Prof. Dr. Juliana Mörsdorf
Rn 39
Der Anknüpfungspunkt kann mittels Anknüpfungsperson, -grund und -zeitpunkt spezifiziert sein. So ist zB für die Todeserklärung nach Art 9 S 1 anzuknüpfen an die Staatsangehörigkeit (Anknüpfungsgrund) des Verschollenen (Anknüpfungsperson) im letzten Zeitpunkt, in dem er nach den vorhandenen Nachrichten noch gelebt hat (Anknüpfungszeitpunkt). Ist der Anknüpfungszeitpunkt nicht ausdrücklich fixiert, so ist grds von dessen ›Wandelbarkeit‹ auszugehen, dh es gilt der Anknüpfungsgrund zu dem Zeitpunkt, zu dem die Rechtsfrage sich stellt bzw die maßgeblichen Tatsachen sich ereignen (zB Art 10, 14 I Nr 1, 43; dazu im Kontext des deutsch-iranischen Niederlassungsabk auch Zweibr FamRBInt 07, 81 m Anm Mörsdorf-Schulte). Ob beim Schweigen der Kollisionsnorm zur Frage des Zeitpunktes ausnw Unwandelbarkeit angenommen werden kann (so zB zu Art 19 I 1 Hamm IPRax 05, 454 [OLG Hamm 18.06.2004 - 9 UF 153/02]; aA Grüneberg/Thorn Art 19 Rz 4; zu ex Art 28 Reithmann/Martiny/Mankowski Rz 124 allg Erman/Hohloch Art 3–42 Rz 42), ist ebenso eine Frage der Auslegung der betreffenden Kollisionsnorm (s.a. Art 19 EGBGB Rn 6 ff) wie diejenige der Reichweite eines gesetzlich angeordneten Statutenwechsels, vgl Mansel ZVglRWiss 86 (1987) 6 f zu ex Art 27 II. Unwandelbarkeit bedeutet jedoch nicht den Ausschluss jeglicher Änderung der Rechtslage: Etwaige Rechtsänderungen innerhalb der berufenen Rechtsordnung sind entsprechend deren intertemporalen Regeln zu beachten (München NJW-RR 11, 299 [OLG München 10.11.2010 - 31 Wx 53/10]; Hamm NJW-RR 10, 1091 [OLG Hamm 08.10.2009 - I-15 Wx 292/08]); eine Versteinerungstheorie ist insoweit abzulehnen (vgl Kropholler § 28 III).
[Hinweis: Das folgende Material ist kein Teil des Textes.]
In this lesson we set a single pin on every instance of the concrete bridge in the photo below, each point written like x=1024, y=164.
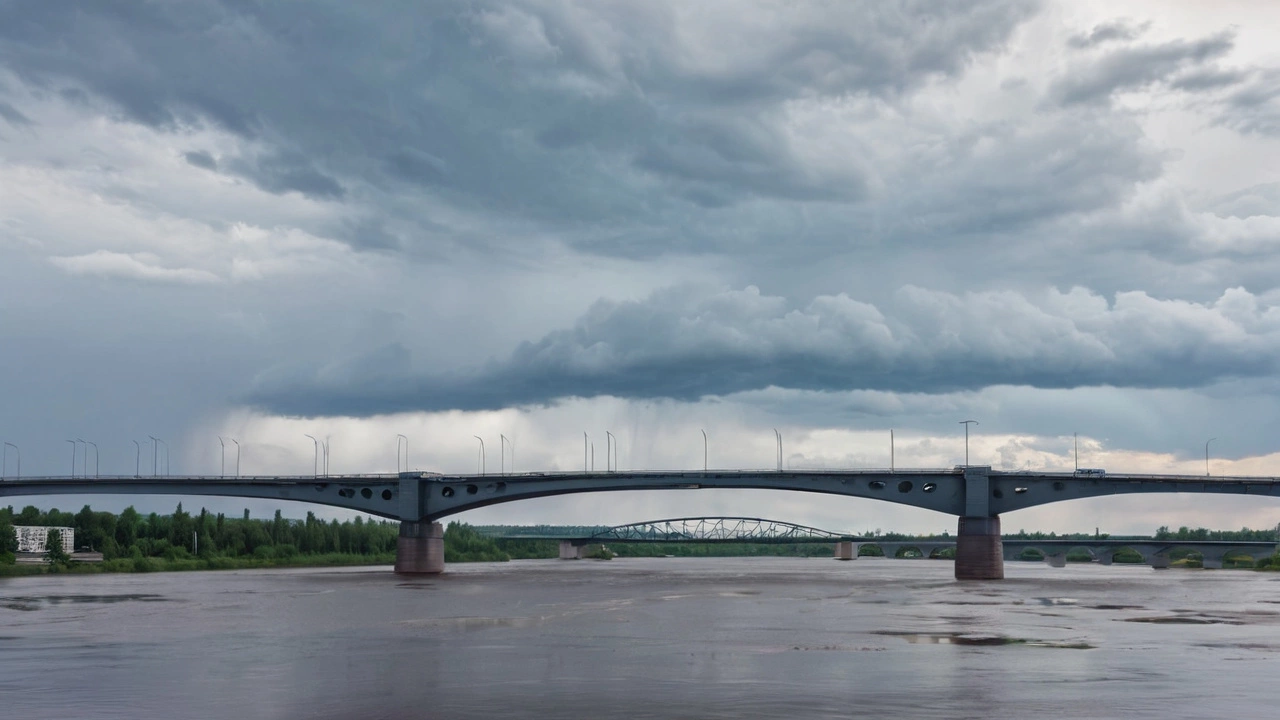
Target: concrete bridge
x=976, y=495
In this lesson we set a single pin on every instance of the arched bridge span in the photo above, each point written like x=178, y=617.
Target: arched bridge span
x=716, y=529
x=977, y=495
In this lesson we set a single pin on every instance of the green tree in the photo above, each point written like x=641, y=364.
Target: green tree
x=54, y=550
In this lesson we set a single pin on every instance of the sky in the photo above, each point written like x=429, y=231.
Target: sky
x=533, y=219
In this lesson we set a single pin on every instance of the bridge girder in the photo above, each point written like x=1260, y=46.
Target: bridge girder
x=974, y=491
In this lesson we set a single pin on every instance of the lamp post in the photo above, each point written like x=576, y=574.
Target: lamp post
x=165, y=455
x=967, y=423
x=315, y=460
x=95, y=458
x=5, y=466
x=777, y=436
x=704, y=451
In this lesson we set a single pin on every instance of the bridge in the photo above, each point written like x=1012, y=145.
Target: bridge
x=974, y=493
x=732, y=529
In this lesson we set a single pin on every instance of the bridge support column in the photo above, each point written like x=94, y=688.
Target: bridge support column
x=979, y=551
x=420, y=548
x=845, y=550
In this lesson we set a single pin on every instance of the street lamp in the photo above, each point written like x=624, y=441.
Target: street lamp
x=398, y=438
x=7, y=446
x=481, y=454
x=704, y=450
x=165, y=455
x=95, y=458
x=315, y=460
x=777, y=436
x=967, y=423
x=611, y=451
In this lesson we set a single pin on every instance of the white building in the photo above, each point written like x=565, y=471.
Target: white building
x=32, y=538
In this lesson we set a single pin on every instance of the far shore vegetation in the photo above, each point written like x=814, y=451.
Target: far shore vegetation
x=132, y=542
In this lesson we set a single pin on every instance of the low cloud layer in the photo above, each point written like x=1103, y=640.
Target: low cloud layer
x=685, y=345
x=1042, y=214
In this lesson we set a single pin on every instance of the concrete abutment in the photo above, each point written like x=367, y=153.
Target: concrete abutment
x=979, y=550
x=420, y=548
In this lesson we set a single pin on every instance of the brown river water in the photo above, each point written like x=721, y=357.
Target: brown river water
x=644, y=638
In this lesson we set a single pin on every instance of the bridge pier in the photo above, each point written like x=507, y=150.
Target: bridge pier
x=979, y=551
x=420, y=548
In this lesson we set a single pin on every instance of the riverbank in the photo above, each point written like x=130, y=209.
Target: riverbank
x=178, y=565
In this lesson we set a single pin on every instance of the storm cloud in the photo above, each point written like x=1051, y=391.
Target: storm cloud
x=260, y=220
x=686, y=346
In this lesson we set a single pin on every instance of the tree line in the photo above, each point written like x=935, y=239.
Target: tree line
x=132, y=541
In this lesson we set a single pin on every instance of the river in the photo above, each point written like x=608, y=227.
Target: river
x=644, y=638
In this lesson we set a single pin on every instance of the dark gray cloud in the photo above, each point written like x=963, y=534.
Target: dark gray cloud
x=566, y=114
x=685, y=345
x=1255, y=106
x=1138, y=67
x=12, y=115
x=1107, y=32
x=201, y=159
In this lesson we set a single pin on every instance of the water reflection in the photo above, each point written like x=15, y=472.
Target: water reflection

Im Falle der Wandelbarkeit ändert sich mit tatsächlicher Änderung des Anknüpfungspunktes ex nunc das anwendbare Recht (Statutenwechsel).
Rn 40
Abgeschlossene Tatbestände unterliegen jedoch dem Ausgangsstatut (BGHZ 63, 107, 111; Mörsdorf-Schulte ZfRV 10, 166; übersehen von BGHZ 183, 287). Unter dem ehemaligen Recht entstandene Rechtsverhältnisse werden von dem Statutenwechsel grds nicht beeinträchtigt (›wohlerworbene Rechte‹), sondern bereits eingetretene Rechtfolgen werden zunächst in das neue Statut übernommen (für das Sachenrecht vorausgesetzt in Art 43 II; einschr Grüneberg/Thorn Art 19 Rz 4, wonach das neue Statut auch darüber entscheide), das Wirkungsbeschränkungen vorsehen bzw eine
Rn 41
Transposition (Übersetzung) ihrer Wirkungen erforderlich machen kann, falls ihm die unter dem alten Recht entstandene Rechtsfolge unbekannt ist. Die Transponibilität hängt davon ab, inwieweit das betreffende neue Recht funktionsäquivalente Rechtsinstitute aufweist bzw die Ergebnisse der Transposition sachrechtlich dulden kann (ausl Mobiliarregisterpfandrecht lässt sich transponieren in deutsches Sicherungseigentum ggf mit Verwertungsweise des Faustpfands BGH NJW 91, 1415; BGHZ 39, 173; einschr Art 43 EGBGB Rn 17 Brinkmann). Ist eine Transposition nicht möglich, kann das Recht nicht ausgeübt werden, sich aber nach einem weiteren Statutenwechsel (jedenfalls wenn unter dem zwischenzeitlichen Statut keine gegenläufige Verfügung stattgefunden hat) wieder entfalten, weil dann ausschl das nunmehr geltende Recht über die Notwendigkeit und Möglichkeit einer Transposition befindet (ähnl Looschelders Vorbem zu Art 3–6 Rz 26; Pfeiffer IPRax 00, 273; aA Kegel/Schurig § 19 III). Zur Transposition bei Handeln unter falschem Recht s.u. Rn 50. Erfolgt im Anschluss an Handeln unter falschem Recht ein Statutenwechsel, kommt ggf Heilung in Betracht (Kropholler § 27 II 3c; s.a. Art 43 III EGBGB Rn 20 zum Strickmaschinenfall BGHZ 45, 95; zur Heilung einer fehlerhaften Ehe bei Statutenwechsel vgl BeckOK/Mörsdorf Art 13 Rz 51 ff). IU zur Anpassung, bei der die beteiligten Rechtsordnungen äußerlich kombinierbar erscheinen (Rn 60), setzt die Transposition schon äußerlich eine Unvereinbarkeit voraus. Ursache für das Modifikationsbedürfnis ist in beiden Fällen eine (zeitliche oder sachliche) Depeçage (Rn 33). Für ausl Ausgangs- und deutsches Folgestatut hat der Gesetzgeber mit Art 47 im Bereich des Namensrechts eine gesetzliche Regel zu typischen Transpositionslagen (Art 47 I Statutenwechsel ieS, Art 47 II Vorfrage des Namens, von dem der eigene Name abzuleiten ist) geschaffen.